Liz watched him go, waiting for him to turn around, and say something to her. To run to her, wrap his arms around her and tell her that he was sorry. He didn’t. He didn’t look back at all.

“Are you all right?” Denise asked.

Liz shook her head. “I have to go,” she said, struggling not to cry. “I’ll be back later.”

She hurried away.

Her arms folded, her shoulders hunched, she made her way to Ethan’s office. Now that Tyler was with Denise, Liz could allow herself to think about the man responsible for all this. The man who had turned her child from her.

It had been his plan from the beginning. She realized that now. He’d been angry and hurt and desperate to get what he wanted. She was in the way, and he’d been determined to make her irrelevant.

Why hadn’t she seen it? The truth was here-clearly visible in everything he did. Could reality be any bigger than the injunction? He’d played her from the beginning and she’d let him. She’d thought she was in love with him. Talk about stupid. Following her heart, letting herself trust and love again had cost her the only thing that had ever mattered.

Her son.

She pushed through the door into Ethan’s construction company. The receptionist at the front desk looked up and smiled.

“May I help you?”

“No,” Liz said and headed for Ethan’s private office.

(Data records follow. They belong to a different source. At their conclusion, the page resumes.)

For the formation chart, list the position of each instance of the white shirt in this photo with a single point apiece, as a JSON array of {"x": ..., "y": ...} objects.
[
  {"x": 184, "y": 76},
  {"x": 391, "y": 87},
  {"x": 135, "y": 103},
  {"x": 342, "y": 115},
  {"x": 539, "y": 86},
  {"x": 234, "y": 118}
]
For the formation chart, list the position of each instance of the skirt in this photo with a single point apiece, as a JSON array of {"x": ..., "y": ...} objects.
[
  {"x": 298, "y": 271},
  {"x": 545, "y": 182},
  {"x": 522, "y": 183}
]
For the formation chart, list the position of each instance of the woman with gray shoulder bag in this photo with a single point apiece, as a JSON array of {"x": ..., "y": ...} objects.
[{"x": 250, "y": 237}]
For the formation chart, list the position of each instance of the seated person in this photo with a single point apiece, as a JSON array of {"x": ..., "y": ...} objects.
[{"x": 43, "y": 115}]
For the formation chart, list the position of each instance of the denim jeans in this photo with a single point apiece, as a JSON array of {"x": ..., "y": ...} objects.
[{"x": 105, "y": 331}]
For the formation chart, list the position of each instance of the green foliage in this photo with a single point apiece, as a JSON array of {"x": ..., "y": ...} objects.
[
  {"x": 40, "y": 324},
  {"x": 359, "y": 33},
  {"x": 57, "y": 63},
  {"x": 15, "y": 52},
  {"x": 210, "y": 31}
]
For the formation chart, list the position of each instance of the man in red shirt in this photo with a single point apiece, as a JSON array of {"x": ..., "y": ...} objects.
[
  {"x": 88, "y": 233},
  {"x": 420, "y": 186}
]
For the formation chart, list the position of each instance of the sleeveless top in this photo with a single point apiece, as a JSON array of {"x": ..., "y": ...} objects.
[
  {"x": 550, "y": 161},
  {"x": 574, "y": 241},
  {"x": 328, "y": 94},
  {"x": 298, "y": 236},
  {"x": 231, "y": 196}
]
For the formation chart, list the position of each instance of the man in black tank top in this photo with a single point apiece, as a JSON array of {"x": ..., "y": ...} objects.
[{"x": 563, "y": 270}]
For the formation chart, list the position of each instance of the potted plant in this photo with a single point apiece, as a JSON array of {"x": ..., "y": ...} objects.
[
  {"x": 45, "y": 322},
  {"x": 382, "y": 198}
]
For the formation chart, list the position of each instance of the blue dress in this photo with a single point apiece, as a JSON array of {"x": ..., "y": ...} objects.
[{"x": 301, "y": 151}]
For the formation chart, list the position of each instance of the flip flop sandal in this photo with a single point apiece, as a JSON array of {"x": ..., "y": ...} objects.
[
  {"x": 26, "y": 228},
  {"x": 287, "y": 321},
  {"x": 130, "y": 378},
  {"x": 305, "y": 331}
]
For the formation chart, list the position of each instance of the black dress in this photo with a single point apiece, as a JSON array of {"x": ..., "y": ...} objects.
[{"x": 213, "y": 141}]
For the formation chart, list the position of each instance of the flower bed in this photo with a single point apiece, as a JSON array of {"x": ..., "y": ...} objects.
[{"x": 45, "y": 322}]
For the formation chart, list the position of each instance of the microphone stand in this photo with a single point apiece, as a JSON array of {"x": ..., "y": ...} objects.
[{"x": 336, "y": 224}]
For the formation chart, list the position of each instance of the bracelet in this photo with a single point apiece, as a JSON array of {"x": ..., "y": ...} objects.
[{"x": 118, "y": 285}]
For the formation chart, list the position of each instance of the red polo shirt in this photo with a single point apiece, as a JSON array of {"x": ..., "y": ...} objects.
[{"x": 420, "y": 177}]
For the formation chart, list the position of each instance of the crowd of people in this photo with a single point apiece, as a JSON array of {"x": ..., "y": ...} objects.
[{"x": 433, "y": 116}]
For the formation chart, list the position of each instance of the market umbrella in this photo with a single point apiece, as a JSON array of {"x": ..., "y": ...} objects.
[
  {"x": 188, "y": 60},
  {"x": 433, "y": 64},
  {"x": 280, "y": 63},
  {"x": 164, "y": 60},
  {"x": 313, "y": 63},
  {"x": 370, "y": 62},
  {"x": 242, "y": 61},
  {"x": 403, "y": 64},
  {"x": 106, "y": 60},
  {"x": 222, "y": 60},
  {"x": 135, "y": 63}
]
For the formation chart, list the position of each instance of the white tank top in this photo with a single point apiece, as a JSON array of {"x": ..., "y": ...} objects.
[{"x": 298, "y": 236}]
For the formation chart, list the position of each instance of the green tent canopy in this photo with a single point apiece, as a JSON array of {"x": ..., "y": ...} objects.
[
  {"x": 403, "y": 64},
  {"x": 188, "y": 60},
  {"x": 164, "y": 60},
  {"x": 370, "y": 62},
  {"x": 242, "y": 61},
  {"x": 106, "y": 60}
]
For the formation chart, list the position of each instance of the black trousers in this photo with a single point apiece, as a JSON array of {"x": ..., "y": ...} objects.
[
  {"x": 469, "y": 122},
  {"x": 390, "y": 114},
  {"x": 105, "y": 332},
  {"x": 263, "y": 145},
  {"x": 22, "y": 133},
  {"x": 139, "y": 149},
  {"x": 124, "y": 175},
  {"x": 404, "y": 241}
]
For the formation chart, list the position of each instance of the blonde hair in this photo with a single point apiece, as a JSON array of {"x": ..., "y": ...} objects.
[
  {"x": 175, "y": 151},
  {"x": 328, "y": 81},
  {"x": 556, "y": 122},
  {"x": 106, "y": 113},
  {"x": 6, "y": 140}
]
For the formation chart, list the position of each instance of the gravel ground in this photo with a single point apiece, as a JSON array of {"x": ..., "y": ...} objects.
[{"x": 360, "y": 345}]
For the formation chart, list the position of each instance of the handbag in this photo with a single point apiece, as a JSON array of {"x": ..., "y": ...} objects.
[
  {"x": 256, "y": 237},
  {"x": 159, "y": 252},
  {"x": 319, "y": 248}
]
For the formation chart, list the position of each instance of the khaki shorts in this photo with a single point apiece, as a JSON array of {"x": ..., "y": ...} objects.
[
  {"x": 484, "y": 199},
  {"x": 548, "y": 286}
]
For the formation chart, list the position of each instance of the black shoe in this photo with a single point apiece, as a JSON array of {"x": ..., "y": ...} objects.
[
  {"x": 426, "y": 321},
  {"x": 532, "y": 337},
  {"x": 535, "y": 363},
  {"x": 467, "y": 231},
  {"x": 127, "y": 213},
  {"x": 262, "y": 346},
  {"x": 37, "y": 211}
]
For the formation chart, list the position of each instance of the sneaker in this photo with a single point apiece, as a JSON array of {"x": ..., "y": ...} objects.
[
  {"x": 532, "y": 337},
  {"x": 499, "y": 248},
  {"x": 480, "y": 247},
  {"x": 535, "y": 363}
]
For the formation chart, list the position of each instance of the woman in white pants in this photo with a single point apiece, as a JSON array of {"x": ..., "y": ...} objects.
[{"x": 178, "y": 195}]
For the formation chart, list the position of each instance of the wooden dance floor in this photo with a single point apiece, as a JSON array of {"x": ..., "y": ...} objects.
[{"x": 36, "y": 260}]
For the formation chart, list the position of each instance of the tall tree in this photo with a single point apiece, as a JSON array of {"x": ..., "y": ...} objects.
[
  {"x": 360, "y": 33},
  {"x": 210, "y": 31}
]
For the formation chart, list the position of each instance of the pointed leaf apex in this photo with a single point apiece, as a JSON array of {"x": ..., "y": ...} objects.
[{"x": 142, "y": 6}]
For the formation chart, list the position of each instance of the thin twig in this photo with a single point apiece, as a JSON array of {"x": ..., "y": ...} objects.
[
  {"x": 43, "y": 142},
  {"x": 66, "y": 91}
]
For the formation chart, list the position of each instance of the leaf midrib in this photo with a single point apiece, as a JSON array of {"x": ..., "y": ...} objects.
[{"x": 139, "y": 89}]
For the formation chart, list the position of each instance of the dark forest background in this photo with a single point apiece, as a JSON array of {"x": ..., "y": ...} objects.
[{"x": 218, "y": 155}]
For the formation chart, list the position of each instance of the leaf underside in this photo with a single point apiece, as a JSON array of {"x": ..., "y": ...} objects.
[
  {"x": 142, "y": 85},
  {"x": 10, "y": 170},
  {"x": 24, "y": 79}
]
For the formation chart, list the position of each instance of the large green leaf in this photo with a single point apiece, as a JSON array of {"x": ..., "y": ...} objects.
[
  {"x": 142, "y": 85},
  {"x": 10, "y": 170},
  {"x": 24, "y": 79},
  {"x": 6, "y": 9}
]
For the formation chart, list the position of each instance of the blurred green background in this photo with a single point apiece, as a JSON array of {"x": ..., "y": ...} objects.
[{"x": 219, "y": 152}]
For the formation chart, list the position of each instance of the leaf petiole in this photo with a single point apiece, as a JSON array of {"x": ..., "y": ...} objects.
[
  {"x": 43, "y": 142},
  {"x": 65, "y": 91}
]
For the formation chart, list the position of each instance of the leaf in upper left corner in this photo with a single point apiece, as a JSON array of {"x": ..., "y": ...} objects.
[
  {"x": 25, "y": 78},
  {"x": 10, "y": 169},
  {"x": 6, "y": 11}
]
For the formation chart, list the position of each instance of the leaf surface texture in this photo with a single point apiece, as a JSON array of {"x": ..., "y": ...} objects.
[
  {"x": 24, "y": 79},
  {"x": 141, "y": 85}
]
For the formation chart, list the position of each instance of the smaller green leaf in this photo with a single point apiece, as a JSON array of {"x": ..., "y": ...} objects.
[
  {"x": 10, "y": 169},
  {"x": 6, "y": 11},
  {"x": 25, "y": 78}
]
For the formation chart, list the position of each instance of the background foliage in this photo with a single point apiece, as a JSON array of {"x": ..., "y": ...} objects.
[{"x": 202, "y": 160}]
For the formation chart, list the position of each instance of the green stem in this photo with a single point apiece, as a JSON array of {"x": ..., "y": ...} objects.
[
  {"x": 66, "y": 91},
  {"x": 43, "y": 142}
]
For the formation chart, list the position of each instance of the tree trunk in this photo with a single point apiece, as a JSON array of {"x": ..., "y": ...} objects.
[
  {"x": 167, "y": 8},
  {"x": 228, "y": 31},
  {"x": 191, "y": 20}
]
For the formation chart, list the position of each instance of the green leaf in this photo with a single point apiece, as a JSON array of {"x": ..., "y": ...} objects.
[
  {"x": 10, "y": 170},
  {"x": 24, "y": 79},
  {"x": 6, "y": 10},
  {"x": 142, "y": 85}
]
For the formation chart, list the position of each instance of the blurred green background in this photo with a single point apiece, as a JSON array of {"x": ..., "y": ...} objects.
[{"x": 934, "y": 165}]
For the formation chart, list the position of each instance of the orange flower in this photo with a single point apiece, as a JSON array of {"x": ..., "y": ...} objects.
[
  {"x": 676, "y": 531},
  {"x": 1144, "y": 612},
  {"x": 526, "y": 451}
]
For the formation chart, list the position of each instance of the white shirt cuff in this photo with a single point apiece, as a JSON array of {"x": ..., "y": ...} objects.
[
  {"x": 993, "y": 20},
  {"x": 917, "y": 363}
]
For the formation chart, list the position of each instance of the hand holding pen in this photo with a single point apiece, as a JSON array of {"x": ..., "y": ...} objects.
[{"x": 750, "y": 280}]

The young woman got up and followed her. They reached Ethan’s door at about the same time.

“You don’t want to get in the middle of this,” Liz told her.

Ethan hung up the phone and stood. He took one look at Liz, then turned to the girl. “It’s all right, Cindy.”

Liz stepped into the office and carefully closed the door behind her. Now that she was here, she couldn’t think of a single thing to say. She’d thought she might want to throw things, to scream, to threaten. She’d worried if she had access to a weapon, she would use it. But all her energy was gone, bled away in the open wound of her missing heart.

“You don’t know what it means to love a child,” she said softly. “To be willing to die to protect him. Loving a child isn’t about winning. You don’t deserve him. But you can’t see that. You wanted to punish me. Well, congratulations. You have. You may think you’ve won, but you haven’t. Because for now, you’re a bright, shiny new toy. Eventually Tyler will see that. And then he’ll come home.”

At least that’s what she was telling herself with every breath. That her son would come back to her. That he would love her again. That he loved her now…still…he was just too angry to see it.

Ethan moved toward her, stopping in front of her. “What are you talking about?”

The question sounded genuine. He looked more confused than upset.

No. It was another trick. All of it. She couldn’t trust him. He was the enemy-she’d been the fool who’d forgotten that.

“Tyler told me that he wants to live with you,” she repeated flatly. “Don’t pretend this wasn’t part of your plan.”

“What?” Ethan took a step back. “Jesus, Liz. What are you saying? Tyler’s not living with me.”